Things aren’t like this in real life – as Tom Dexter, in Woody Allen’s Purple Rose of Cairo, realises. As he steps out of the silver screen to join Cecilia, when they kiss he is baffled that the background music doesn’t fade out five seconds later.
Tom:
[pauses after kissing Cecilia]
Where's the fade-out?
Cecilia:
What?
Tom:
Always
when the kissing gets hot and heavy just before the lovemaking,
there's a fadeout.
Cecilia:
Then what?
Tom:
Then we're making love in some
private, perfect place.
Cecilia:
That's not how it happens here.
Tom:
What, there's no fade out?
Cecilia:
No, but when you kissed me, I felt
like my heart faded out. I closed my eyes, and I was in
some private place.
Tom:
How fascinating. You make love
without fading out?
Cecilia:
Yes.
Tom:
Well, I can't wait to see this!
Even
so, we are still left to imagine what happens – after all, the entire conceit,
that an actor can walk out of a film, is in Cecilia’s imagination. As Cecilia says:
‘I just met a wonderful new man. He's fictional but you can't have everything.’
When
someone has an affair, it is very tempting for the cheated-on to want to know what
happened in the “other man’s” bed. The film Closer
– a dangerous ménage à quatre concerning
Alice/Dan & Larry/Anna – undresses this with ferocious bitterness. When Larry asks Anna about her affair with
Dan, she leaves nothing to the imagination.
Anna:
We do everything that people who
have sex do!
Larry:
Do you enjoy sucking him off?
Anna:
Yes!
Larry:
You like his cock?
Anna:
I love it!
Larry:
You like him coming in your face?
Anna:
Yes!
Larry:
What does it taste like?
Anna:
It tastes like you but sweeter!
Larry:
That's the spirit. Thank you.
Thank you for your honesty. Now fuck off and die, you fucked up slag.

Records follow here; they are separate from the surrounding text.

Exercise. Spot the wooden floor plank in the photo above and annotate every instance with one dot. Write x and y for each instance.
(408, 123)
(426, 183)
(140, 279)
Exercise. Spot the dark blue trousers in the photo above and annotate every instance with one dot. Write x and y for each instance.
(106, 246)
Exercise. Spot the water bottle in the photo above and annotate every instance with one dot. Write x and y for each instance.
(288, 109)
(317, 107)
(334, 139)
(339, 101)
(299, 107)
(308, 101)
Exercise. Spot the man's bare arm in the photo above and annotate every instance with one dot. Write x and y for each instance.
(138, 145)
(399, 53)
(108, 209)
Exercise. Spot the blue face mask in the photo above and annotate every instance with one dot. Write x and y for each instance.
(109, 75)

But Alice claims to know the 'truth.'
When
I recently found myself to be a pawn in an affair, I made the mistake of
confronting the cuckolded husband and telling him what had been going on. At
that point, I didn’t know that the person who I’d been seeing had just got married:
all I knew was that she’d apparently lost the baby she was expecting. It
turned out this was a miscarriage of Love. The child now exists, and I suspect
its biological paternity remains dubitable.
I imagine
that when she was confronted about
this affair, she passed it off as the wild rambling of a deranged poet; a fantasist
with a complicated personal history. How she explained her miracle pregnancy to
him is another mystery. Undoubtedly, as often happens with difficult or
traumatic situations, her husband will have cloaked the truth in a pall of
denial and attempted to bury the whole thing.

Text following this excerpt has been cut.